There's not a lot to add to that...
postgres -D conf LOG: database system was interrupted; last known up at 2016-01-20 12:16:08 GMT LOG: redo starts at 0/7000028 LOG: consistent recovery state reached at 0/70000F0 LOG: redo done at 0/70000F0 LOG: MultiXact member wraparound protections are now enabled LOG: database system is ready to accept connections
And you are up and running.
A RethinkDB of your own
Rethinkdb's backups are created with the rethinkdb dump command and the tools know how to work with gzipped tar files, which is why you could skip to here; you don't need to unpack the backup. To restore them, you need a running rethinkdb instance which is simple enough:
$ rethinkdb Recursively removing directory /Users/dj/rethinkdb_data/tmp Initializing directory /Users/dj/rethinkdb_data Running rethinkdb 2.2.3-1 (CLANG 7.0.2 (clang-700.1.81))... Running on Darwin 15.3.0 x86_64 Loading data from directory /Users/dj/rethinkdb_data Listening for intracluster connections on port 29015 Listening for client driver connections on port 28015 Listening for administrative HTTP connections on port 8080 Listening on addresses: 127.0.0.1, ::1
Now go to another terminal session and run
rethinkdb import backup.tar.gz:
$ rethinkdb restore backup.tar.gz Unzipping archive file... Done (0 seconds) Importing from directory... [========================================] 100%
If we bring up a browser and look at the RethinkDB console on localhost:8080 we should find all our data there.
Redis to go
Redis backups are a copy of the
dump.rdb file created by the server.

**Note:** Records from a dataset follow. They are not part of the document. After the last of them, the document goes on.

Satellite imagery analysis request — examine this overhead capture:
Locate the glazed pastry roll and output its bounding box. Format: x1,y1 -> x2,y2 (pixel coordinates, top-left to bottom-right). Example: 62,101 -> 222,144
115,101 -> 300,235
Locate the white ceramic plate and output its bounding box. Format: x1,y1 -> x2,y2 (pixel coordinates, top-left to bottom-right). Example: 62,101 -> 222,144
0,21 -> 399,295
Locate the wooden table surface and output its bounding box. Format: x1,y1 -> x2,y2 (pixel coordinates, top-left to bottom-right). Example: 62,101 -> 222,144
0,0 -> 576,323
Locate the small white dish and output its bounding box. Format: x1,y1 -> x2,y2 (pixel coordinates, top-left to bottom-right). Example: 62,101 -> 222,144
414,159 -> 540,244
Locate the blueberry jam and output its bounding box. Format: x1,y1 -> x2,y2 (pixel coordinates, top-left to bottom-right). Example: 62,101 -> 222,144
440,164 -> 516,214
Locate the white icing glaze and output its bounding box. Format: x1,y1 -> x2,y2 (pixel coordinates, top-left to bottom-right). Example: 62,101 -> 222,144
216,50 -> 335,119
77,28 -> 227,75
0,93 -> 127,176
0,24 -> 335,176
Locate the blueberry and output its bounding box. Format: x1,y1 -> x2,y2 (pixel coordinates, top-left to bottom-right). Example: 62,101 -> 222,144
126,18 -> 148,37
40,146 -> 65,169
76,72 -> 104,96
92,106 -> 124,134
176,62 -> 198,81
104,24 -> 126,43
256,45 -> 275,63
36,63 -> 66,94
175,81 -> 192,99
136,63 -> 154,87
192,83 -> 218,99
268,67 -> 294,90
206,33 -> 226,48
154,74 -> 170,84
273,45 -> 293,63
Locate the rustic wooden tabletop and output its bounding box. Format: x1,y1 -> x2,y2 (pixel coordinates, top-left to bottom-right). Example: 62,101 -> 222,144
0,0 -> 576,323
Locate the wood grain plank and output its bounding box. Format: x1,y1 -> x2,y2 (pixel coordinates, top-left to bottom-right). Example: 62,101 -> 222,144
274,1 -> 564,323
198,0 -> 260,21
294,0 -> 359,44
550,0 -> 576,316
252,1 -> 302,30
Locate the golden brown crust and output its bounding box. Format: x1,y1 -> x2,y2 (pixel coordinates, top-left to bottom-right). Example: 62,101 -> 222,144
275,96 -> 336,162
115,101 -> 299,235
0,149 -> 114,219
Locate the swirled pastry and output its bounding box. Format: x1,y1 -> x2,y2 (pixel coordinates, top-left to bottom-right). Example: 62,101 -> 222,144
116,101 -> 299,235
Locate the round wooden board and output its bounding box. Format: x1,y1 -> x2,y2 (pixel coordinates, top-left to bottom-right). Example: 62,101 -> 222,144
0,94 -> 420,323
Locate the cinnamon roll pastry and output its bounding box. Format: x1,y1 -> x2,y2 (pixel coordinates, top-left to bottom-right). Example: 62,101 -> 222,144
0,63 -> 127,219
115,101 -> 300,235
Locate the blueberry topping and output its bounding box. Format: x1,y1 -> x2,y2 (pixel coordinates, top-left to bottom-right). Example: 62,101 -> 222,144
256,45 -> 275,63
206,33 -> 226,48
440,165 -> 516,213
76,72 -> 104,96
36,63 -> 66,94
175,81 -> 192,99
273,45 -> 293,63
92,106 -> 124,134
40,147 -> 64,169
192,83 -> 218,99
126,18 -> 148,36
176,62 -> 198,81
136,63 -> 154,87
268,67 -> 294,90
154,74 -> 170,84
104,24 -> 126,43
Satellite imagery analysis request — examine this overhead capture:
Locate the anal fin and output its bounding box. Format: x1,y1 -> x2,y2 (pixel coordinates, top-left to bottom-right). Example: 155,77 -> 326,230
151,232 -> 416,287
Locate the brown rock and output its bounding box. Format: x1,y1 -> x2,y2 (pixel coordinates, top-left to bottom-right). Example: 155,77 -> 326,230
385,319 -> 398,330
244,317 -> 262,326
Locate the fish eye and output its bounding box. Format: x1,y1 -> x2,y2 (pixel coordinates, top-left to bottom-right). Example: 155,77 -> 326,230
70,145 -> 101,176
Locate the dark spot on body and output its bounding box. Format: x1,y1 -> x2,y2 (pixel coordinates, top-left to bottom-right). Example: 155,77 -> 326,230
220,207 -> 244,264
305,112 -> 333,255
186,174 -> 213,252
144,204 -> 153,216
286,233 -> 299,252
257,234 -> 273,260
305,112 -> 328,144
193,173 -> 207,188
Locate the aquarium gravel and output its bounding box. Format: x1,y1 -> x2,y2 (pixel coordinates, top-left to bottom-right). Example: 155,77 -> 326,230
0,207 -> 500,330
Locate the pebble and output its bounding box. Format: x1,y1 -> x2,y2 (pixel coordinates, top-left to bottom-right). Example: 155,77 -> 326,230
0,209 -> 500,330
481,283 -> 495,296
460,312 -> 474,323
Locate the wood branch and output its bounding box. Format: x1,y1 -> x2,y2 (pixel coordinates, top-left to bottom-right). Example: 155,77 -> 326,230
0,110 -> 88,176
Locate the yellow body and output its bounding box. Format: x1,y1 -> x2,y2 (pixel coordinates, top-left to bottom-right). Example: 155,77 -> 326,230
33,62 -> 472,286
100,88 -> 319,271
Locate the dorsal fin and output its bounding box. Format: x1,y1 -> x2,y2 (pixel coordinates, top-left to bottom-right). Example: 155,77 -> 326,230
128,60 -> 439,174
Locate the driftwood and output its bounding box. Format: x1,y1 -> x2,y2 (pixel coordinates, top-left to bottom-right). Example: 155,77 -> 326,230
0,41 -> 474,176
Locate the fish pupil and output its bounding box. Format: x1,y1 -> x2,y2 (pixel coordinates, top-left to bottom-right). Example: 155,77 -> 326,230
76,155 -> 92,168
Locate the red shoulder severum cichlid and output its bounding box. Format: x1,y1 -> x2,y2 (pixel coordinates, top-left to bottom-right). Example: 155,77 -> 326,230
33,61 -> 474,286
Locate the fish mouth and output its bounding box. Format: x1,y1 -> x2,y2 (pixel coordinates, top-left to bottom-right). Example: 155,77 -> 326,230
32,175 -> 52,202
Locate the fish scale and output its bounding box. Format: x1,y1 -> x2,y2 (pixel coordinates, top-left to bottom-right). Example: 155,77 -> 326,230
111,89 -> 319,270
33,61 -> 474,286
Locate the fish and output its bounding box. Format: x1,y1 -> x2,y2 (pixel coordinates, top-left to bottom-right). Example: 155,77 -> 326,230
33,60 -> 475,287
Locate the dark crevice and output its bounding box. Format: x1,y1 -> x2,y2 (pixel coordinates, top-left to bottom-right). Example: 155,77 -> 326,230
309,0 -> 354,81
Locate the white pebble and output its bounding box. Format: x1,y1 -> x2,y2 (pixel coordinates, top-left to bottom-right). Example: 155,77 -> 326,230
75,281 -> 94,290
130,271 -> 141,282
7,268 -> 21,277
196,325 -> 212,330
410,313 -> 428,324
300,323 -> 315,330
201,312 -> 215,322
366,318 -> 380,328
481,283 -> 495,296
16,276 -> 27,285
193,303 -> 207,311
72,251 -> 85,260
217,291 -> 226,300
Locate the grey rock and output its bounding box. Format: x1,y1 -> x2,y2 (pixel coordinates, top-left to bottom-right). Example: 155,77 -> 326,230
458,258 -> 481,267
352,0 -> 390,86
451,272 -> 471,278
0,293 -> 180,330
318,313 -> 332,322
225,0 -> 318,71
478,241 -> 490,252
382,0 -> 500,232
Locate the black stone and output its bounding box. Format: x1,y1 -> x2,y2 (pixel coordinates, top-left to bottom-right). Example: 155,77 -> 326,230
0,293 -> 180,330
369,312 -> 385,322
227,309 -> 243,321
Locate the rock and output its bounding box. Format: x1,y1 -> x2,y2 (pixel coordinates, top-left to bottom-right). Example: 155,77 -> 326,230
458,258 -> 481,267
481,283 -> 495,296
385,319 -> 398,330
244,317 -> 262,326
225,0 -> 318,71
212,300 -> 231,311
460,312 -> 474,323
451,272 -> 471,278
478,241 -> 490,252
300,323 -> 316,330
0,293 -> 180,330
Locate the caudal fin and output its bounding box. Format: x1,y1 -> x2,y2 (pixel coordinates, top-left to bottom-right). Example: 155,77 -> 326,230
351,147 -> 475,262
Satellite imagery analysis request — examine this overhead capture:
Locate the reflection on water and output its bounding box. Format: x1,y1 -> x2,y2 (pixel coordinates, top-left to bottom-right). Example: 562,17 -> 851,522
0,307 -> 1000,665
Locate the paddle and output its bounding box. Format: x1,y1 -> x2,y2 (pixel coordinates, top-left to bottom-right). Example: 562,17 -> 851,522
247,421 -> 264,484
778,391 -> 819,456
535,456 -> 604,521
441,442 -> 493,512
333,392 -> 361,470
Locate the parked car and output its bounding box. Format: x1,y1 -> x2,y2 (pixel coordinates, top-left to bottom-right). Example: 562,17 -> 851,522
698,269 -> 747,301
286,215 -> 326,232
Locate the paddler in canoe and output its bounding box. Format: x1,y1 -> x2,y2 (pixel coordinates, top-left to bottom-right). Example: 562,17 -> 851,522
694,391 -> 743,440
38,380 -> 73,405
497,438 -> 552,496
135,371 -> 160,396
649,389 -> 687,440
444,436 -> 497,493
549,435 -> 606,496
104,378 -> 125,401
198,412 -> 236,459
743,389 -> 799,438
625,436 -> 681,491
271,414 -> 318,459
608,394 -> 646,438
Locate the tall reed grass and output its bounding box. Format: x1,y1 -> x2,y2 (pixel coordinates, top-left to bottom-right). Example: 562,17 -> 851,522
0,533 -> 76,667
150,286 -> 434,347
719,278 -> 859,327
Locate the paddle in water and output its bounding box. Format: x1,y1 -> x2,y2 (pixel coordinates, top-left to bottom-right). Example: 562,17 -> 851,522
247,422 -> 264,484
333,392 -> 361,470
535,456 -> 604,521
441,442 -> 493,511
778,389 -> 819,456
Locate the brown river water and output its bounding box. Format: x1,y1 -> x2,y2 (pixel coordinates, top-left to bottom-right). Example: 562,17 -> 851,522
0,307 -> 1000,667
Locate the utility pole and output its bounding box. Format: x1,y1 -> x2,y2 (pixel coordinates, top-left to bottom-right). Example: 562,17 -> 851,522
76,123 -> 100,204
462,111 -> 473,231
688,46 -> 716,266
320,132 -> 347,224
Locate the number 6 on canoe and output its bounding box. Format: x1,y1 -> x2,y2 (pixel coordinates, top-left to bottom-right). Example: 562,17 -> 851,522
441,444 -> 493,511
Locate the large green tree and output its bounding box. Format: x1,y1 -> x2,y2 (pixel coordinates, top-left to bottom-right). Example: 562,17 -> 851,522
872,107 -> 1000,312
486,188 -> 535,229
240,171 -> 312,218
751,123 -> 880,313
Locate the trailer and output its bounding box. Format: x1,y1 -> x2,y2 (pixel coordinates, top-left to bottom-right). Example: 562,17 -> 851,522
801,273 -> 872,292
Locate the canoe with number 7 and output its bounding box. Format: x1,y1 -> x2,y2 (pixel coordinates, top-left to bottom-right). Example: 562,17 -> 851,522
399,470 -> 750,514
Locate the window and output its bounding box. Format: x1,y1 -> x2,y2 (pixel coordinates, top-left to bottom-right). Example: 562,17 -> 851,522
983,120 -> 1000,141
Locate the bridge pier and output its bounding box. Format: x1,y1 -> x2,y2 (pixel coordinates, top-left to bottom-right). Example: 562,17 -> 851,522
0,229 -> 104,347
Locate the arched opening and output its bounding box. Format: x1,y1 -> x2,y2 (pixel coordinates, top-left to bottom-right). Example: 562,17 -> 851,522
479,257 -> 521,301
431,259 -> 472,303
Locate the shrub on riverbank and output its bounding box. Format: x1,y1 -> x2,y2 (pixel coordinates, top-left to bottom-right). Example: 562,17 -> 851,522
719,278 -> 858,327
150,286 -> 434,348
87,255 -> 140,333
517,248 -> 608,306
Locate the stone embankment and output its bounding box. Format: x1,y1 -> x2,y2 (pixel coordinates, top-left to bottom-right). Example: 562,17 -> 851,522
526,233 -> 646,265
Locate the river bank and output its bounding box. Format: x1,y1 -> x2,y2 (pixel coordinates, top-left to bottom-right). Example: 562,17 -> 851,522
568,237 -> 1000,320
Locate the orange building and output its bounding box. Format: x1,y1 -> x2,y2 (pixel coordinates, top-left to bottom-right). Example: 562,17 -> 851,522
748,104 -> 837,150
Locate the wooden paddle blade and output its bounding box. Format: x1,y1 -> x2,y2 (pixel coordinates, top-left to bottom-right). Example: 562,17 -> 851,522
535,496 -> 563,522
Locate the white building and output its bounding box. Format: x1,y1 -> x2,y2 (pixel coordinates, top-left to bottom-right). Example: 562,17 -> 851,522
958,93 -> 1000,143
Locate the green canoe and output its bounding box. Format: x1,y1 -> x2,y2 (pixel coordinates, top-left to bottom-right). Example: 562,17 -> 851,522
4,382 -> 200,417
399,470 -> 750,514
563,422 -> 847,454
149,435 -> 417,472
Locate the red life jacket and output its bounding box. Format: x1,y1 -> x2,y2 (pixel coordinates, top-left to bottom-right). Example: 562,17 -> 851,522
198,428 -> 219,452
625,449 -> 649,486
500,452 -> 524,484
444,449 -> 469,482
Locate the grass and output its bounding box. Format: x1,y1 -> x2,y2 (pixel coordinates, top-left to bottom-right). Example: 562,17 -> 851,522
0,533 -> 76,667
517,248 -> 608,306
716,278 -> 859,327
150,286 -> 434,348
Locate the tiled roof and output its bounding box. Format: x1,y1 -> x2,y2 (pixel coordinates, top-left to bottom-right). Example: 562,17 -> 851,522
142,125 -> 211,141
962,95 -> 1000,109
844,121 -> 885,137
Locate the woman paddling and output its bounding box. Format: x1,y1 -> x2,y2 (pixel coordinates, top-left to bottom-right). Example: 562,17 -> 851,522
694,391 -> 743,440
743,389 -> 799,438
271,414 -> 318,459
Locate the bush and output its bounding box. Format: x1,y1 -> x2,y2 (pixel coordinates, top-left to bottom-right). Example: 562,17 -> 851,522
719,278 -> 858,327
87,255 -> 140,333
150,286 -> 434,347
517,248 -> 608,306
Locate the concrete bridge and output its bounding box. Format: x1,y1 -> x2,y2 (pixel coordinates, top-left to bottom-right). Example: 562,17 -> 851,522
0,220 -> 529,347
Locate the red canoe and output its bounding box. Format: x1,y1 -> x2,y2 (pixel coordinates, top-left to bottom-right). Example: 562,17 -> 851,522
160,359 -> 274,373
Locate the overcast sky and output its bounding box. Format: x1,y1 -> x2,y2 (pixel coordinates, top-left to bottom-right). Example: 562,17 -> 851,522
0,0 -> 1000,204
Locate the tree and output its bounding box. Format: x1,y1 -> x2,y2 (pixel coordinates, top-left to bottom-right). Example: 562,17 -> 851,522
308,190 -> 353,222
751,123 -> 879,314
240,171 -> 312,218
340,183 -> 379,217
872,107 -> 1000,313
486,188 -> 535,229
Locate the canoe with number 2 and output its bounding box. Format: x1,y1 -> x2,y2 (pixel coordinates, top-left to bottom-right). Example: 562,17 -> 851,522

Bringing them to life locally is a little more complex as the
redis-server is configured entirely from a
.conf file. We'll give an example here of starting the server using a brew-installed Redis. We've got our data extracted into the
db directory so first we'll
cd db into that directory. Then we want a simple configuration file. The easiest source for that is the one installed with our Redis, in
/usr/local/etc/redis.conf so we'll copy that to the
db directory and edit it:
$ cp /usr/local/etc/redis.conf . $ vi redis.conf
You now need to change the entry in the config file for
dir. It'll typically be pointing at a directory and in our case it reads
dir /usr/local/var/db/redis/. We'll change that to
dir . and save the file. Once saved, we can run the server with our config file.
$ redis-server redis.conf
To check it's running, you should be able to log in with just
redis-cli in another window and enter
scan 0 to get a quick view of some of the keys in the Redis database.
Currently, Elasticsearch is an exception to Compose's downloadable backups feature. Contact firstname.lastname@example.org if you want to assistance with Elasticsearch backups. Backups are still restorable within the Compose system.
We've covered how to use Compose's downloadable backups to bring up a local database with the same data running in your production database. You can use this for local testing, performance runs or just as part of your restoration process.